States with large numbers of new customers in the federal exchange included Florida (330,000), Texas (205,000), North Carolina (110,000), Georgia (103,000) and Pennsylvania (95,000). Wendy Wolf, CEO of the Maine Health Access Foundation, which is leading the advertising effort for the exchange in the state, said it’s “really great news” that a large proportion of the sign-ups are coming from re-enrollees. “It tells us that people were overall pretty satisfied with their first year of being on the marketplace, enough so that they felt it was worthwhile to actively enroll,” said Wolf, who added her organization had set a goal of having 55,000 people sign up by the end of the open enrollment period on Feb. 15. More than 44,000 Maine residents signed up during last year’s six-month enrollment period, and advocates had feared many of them would opt to automatically re-enroll, which could cause their premiums to spike. The enrollment period is scheduled to end Feb. 15, just a few weeks before the Supreme Court will hear oral arguments on a lawsuit challenging the legality of subsidies provided through the federal-run exchanges.

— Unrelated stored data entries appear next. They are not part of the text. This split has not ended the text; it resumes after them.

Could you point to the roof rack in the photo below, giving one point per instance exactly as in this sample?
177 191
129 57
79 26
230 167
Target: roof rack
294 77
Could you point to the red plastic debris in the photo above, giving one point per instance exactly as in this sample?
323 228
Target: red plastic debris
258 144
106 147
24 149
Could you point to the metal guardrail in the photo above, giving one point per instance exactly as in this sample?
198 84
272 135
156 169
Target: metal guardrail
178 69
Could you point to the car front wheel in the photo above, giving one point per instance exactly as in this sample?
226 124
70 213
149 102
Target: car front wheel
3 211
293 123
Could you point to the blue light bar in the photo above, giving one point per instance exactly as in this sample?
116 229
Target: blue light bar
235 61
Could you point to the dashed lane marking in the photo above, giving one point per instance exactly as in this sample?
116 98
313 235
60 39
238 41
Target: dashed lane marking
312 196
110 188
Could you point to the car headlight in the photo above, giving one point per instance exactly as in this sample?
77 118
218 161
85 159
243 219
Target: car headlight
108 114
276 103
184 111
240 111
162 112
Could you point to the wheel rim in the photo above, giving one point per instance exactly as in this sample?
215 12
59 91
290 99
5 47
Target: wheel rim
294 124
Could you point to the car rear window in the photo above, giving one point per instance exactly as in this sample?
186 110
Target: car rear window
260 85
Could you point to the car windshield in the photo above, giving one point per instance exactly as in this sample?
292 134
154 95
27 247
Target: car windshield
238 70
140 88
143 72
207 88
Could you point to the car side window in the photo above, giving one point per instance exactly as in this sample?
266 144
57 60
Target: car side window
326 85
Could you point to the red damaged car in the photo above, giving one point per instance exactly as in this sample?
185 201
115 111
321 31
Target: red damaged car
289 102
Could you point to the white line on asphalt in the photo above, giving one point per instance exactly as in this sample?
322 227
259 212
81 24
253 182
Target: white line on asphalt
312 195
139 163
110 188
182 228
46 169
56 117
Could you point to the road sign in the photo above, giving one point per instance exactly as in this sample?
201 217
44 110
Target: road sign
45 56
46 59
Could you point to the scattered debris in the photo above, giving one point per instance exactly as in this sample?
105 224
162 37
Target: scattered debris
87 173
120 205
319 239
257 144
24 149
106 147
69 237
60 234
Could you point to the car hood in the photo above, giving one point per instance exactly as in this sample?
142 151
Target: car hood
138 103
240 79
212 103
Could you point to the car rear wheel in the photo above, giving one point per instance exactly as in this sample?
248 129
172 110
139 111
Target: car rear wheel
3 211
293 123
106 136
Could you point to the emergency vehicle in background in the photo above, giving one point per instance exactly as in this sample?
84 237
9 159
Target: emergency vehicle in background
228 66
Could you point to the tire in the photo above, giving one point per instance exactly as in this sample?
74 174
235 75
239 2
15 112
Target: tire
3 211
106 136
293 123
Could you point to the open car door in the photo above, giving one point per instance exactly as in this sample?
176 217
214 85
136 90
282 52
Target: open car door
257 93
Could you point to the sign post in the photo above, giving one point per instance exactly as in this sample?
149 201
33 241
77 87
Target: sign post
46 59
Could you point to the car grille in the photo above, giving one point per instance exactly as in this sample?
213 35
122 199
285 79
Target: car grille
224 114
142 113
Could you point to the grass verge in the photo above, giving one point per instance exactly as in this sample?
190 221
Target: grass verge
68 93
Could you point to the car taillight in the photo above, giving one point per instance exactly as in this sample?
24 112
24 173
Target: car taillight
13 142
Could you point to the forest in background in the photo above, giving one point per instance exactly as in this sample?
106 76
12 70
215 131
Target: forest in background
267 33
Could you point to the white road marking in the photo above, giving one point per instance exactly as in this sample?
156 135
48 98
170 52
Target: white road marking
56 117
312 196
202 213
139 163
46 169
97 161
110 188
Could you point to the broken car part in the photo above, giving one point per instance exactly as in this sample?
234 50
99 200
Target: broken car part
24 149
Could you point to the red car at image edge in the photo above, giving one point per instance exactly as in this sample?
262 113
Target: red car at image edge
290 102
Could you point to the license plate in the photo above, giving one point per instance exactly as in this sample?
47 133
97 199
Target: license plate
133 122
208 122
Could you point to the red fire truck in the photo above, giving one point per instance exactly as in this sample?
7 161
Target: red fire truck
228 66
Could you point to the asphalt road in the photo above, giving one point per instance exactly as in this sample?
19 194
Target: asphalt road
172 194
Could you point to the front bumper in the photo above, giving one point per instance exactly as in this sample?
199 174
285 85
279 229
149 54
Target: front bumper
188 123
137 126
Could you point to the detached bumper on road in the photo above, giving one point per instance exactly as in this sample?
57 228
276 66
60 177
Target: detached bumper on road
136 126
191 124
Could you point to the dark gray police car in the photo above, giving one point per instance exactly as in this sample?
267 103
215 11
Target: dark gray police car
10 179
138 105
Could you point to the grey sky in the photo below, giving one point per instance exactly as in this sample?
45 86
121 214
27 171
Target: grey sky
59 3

Larry Levitt, a senior vice president of the Kaiser Family Foundation, said, “It’s significant that the largest number of new enrollees this fall came from states like Florida and Texas, which were not the most enthusiastic supporters of the health care law.” California, the most populous state, which led the nation with 1.4 million people insured through its state-run exchange in 2014, says it has added 144,000 new enrollees this fall, through Dec. 15. The latest numbers include people who took action to renew their coverage for 2015 or changed plans, but generally do not include people who were automatically re-enrolled in their current health plans. Even though the federal government has awarded hundreds of millions of dollars to states to set up insurance exchanges, it has had difficulty enforcing standards for the reporting of enrollment data.